I should have known but the water
never told me. It sealed its blue lips
after swallowing you, it licked my ankles
like a dog. I won’t lie
and say the ocean begged for forgiveness;
it gleams unchanged in the sun.
Some things are so big they take and take
and remain exactly the same size.
The speaker is in conversation with the dead, an act that extends her humanity to her listener. “I waded in / to your grave as if trying it on,” and “when the waves came, / they gave me back.” There is the risk that the speaker could well be another body we “should have known,” after it’s lost in the Mediterranean between so many borders. Instead, she becomes a vessel for recognizing the grief that hasn’t been expressed and the lost figure who hasn’t been identified. If the ghost can be seen, it can be seen as part of her body, which “wore its salt like gemstones.” The poem extends the body, provides a whole ocean asked to house it, and a speaker also vast enough to wear the ocean, to carry the body of another, another’s endless possibilities.

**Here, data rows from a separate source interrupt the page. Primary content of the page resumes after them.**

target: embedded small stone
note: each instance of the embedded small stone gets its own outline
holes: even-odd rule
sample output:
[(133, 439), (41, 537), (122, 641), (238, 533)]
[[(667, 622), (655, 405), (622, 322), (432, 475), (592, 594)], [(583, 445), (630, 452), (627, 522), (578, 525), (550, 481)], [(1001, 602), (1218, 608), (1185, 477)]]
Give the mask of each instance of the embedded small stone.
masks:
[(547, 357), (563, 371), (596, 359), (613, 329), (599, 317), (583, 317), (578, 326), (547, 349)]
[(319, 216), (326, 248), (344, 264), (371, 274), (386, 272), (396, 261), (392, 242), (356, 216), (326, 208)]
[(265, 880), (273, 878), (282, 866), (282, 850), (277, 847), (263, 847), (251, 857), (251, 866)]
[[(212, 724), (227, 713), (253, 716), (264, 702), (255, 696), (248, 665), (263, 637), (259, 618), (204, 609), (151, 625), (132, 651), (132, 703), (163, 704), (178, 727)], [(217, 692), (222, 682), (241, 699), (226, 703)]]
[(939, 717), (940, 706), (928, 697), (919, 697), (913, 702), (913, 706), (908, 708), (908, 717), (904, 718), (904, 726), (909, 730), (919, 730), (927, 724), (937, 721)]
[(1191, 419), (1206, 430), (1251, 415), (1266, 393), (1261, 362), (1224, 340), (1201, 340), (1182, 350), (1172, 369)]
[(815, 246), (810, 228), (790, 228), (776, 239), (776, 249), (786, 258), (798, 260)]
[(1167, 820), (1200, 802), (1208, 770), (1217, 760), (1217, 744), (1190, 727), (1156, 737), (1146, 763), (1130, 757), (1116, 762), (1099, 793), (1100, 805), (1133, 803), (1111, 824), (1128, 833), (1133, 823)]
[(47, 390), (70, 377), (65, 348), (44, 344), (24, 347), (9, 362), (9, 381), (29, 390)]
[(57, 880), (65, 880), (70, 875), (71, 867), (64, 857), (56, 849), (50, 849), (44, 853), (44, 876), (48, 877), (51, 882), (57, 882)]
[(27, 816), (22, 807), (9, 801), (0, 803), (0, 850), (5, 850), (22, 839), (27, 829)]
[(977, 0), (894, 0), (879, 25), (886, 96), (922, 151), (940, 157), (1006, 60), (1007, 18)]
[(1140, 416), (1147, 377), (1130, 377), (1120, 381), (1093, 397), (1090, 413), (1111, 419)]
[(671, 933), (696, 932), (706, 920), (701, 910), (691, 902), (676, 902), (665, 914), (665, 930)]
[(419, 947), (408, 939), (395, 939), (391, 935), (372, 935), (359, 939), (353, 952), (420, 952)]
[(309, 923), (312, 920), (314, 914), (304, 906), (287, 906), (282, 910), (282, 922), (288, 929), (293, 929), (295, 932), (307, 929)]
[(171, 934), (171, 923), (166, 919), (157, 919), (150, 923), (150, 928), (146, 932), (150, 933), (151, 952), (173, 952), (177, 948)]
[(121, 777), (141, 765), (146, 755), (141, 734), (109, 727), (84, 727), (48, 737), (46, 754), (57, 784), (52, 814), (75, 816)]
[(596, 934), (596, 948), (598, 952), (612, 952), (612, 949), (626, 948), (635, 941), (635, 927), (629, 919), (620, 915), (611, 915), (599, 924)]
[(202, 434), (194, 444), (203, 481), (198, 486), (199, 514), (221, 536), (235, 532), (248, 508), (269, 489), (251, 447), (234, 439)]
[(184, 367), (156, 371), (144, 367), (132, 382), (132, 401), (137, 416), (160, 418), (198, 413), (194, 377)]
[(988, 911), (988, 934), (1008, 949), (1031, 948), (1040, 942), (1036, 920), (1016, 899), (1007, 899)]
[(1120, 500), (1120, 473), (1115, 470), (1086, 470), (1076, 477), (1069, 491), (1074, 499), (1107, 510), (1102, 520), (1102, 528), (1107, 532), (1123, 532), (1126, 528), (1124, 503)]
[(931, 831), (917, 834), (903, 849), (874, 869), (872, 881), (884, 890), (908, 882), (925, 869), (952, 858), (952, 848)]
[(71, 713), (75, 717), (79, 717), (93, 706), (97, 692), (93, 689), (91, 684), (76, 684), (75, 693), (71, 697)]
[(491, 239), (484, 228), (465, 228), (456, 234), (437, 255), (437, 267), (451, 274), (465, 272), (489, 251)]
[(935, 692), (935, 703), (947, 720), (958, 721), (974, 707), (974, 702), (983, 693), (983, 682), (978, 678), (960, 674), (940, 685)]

It’s this certainty that surprises in Chatti’s poetry. Essential to her identity-proof is that someone will listen. Her speakers structure their bodies and their loved ones in cumulative optimism. Chatti’s poems are not naive. By extending the body (the refugee coffined by the Mediterranean Sea, the mother with “four hearts / outside her body”), Chatti describes vulnerability but also pinpoints violence; she creates opposing scales where the brown body is central, not the harm done to it.
When reading “Motherland,” its opening question, “What kind of world will we leave / for our mothers?” I return again and again to how Chatti’s “Okay When Are We Going” separates a mother and daughter remembering the aftermath of 9/11 while contemplating the consequences of a Trump presidency:
!200! !100!that summer after the towers sank
like a heart, she pinned the tiny striated flag to my breast
before my flight back there, the other land, as though it might protect me
from this one. My mother, looking the same
as she does now, white-lipped and terrified, in a Midwestern restaurant
Here is a mother struggling to disguise her child as herself. She disguises her child from her country by dressing her in the symbolism of her country. She is frightened, and her child is frightened: “I was a child. I cried. The flag shuddered on my chest.” Yet at the heart of this is a mother who will have her country recognize itself in her child. She’s willing to enact a string of signifiers so that every moment her child shakes, her country will have “shuddered.”
If we go back to the question, “What kind of world will we leave / for our mothers?” with the knowledge that the child is more vulnerable than the parent, that “the country she gave / me could kill me,” or that the mother risks her “four hearts / outside her body, buried / in brown and fragile skin,” then we are praying for the wellbeing of our country. We hope for the sake of our country that the vulnerable will survive—because in Chatti’s beautiful America, the loss of any brown child is unbearable.
Leila Chatti. Tunsiya/Amrikiya. Bull City Press. Published April 3, 2018. 37 pp. $11.70, paper.